The midterm assignment for ASE 1 is an interview-- students must find a Gainesville resident and interview them. They record the interview and turn in to me a transcript of the first and last five minutes, as well as a recording of the interview.

So I'm reviewing the assignments now; reading the transcripts, listening to the interviews and to the recorded reactions that I also required. It is really, really fascinating.

First, because the interviewees are interesting and diverse.

Second, because I'm realizing how much my students are learning about Gainesville and Florida culture, through this project.

Third, it's really interesting to read the transcripts and see what phrases, what figures of speech my students understand, and what makes no sense to them. "The shopping is dismal," for example, was interpreted as "The shopping is dizzy mall" (which made as little sense to him as it would to you or me). My student K also could make neither head nor tail of "it redeems itself"-- he transcribed, "every deens is soft" with a big question mark afterwards. English speakers do not speak the way textbooks say we do, and entering into the fray of real live everyday English is, well, an adventure.

I don't think, though, that I want to teach idioms. Idiomatic language changes rapidly, and every speaker has his own idiosyncracies. I might well not totally understand a figure of speech used by another native speaker.

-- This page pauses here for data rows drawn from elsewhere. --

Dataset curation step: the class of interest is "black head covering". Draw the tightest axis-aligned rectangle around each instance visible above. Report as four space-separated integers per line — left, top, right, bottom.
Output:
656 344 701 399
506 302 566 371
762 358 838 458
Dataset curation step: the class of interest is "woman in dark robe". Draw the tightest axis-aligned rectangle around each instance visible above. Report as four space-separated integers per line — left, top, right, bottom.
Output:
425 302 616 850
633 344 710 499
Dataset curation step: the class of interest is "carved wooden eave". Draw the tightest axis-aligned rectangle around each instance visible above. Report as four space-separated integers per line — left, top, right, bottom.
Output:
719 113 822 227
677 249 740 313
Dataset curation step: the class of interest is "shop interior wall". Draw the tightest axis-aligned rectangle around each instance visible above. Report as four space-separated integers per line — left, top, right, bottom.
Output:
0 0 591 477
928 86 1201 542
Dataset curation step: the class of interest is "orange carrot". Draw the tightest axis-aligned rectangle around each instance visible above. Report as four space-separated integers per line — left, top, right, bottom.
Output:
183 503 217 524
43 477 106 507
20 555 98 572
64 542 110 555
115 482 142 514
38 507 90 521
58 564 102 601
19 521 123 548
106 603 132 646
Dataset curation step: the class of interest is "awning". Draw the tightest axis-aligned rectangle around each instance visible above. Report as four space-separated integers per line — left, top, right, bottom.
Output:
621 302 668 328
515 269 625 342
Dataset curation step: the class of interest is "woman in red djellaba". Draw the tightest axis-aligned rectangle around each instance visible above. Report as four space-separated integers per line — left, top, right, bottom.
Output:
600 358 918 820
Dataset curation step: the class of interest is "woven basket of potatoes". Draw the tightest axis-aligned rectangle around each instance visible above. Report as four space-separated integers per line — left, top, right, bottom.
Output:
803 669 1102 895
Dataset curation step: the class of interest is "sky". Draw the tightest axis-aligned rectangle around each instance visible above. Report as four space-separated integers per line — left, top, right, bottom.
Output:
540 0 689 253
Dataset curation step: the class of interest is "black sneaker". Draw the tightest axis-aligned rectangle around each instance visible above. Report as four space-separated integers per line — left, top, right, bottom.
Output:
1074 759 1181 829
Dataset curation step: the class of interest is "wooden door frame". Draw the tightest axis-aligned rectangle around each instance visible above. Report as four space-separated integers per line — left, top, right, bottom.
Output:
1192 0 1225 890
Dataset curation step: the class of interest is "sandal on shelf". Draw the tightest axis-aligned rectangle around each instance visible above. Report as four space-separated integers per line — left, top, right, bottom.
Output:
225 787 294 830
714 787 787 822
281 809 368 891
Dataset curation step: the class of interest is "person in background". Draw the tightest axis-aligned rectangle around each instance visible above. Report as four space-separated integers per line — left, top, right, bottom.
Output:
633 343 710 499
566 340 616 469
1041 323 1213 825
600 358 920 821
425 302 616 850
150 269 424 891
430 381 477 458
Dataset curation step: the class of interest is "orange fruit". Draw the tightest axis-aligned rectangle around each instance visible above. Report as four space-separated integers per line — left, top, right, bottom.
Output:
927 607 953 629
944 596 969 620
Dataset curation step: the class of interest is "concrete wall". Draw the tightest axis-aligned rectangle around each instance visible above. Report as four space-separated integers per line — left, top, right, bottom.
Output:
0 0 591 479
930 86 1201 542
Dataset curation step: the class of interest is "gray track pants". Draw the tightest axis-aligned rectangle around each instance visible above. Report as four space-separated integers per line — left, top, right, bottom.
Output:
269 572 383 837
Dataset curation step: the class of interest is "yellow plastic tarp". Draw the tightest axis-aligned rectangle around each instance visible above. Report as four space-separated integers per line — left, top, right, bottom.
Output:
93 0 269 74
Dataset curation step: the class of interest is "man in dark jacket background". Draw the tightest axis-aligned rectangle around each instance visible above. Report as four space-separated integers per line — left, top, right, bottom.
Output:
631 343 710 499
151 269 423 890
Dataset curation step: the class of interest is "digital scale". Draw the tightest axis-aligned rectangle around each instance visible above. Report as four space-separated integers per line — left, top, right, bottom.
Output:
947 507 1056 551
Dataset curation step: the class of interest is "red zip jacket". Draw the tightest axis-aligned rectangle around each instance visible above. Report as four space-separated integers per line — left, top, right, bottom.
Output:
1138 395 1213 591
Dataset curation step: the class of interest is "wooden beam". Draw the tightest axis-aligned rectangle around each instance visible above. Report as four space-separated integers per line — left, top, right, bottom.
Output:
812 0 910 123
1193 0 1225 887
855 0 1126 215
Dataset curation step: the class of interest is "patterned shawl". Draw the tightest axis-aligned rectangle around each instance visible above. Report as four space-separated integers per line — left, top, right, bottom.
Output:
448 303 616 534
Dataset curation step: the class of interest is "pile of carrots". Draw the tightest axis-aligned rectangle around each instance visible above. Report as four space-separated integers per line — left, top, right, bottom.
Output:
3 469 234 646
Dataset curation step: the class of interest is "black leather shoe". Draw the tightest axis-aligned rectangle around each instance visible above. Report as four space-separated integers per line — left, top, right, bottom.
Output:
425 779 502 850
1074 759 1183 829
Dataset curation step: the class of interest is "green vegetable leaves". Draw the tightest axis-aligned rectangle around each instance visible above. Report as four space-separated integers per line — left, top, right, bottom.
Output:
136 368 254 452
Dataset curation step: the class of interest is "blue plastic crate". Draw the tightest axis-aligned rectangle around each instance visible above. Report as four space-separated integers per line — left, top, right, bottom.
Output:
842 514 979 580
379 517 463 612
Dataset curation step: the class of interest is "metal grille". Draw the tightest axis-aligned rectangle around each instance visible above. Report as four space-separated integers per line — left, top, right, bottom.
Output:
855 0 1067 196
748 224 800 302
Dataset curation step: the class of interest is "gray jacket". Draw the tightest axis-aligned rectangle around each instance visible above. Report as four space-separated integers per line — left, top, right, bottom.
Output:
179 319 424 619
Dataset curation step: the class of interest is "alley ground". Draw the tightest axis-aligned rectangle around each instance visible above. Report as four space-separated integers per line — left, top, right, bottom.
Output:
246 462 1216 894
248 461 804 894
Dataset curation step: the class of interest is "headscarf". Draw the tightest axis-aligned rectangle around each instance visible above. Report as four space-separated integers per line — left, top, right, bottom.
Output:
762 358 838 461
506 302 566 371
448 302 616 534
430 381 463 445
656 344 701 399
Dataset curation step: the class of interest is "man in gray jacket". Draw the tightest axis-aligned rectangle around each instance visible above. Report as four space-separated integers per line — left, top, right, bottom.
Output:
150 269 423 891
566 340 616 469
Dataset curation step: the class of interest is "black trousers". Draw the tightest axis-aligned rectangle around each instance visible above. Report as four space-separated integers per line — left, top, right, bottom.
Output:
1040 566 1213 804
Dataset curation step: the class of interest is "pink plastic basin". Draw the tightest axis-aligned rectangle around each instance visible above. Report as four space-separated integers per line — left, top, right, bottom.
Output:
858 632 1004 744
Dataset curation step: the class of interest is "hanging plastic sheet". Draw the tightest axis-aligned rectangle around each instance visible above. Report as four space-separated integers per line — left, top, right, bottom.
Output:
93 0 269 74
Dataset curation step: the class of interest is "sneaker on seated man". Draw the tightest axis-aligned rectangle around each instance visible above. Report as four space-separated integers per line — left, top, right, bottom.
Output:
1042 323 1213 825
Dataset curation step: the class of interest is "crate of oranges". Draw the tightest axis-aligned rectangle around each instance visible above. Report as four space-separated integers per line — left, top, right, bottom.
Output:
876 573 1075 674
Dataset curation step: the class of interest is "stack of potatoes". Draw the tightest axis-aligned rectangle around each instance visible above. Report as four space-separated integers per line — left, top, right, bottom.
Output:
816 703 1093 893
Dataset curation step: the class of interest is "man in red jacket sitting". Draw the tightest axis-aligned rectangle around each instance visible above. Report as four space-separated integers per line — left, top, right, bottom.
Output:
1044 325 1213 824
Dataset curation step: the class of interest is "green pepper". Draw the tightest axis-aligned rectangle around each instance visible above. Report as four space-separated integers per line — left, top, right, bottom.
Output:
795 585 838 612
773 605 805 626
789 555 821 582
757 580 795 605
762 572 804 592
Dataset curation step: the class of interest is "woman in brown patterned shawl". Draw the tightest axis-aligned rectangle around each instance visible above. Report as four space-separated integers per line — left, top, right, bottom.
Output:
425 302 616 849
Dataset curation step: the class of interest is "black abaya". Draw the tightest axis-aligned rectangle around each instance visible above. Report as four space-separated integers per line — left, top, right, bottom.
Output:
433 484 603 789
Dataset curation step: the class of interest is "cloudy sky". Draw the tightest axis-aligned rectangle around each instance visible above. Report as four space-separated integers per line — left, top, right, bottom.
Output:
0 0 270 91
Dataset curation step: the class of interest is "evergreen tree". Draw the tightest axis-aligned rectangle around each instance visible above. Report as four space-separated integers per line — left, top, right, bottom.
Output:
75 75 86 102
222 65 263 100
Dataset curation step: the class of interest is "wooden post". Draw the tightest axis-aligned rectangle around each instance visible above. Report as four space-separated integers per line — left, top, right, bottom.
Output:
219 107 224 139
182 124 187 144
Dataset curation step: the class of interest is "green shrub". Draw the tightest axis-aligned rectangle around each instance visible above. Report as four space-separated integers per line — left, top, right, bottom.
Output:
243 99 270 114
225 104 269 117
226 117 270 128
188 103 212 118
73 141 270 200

The important thing is to be able to catch the nuances of speech, to distinguish when somebody is saying "uh" and when theyr'e saying "a", for example-- to interpret which bits of noise are meaningful and which meaningless. It's good, of course, to be able to speak in idiomatic language. But to memorize idioms and try to figure out when they're appropriate, will always be a losing battle. Translate idioms from your native tongue! Make up idioms on the spot! Listen to people speak, and experiment by repeating versions of the idioms you hear-- see what reactions you get.

Above all, don't be doctrinaire about language. Your teacher in Korea gave you a list of do's and don'ts and punished you when you disobeyed them. And what was the result? After more than a decade of studying English hard, you still can't speak the damn language. Time for a new strategy.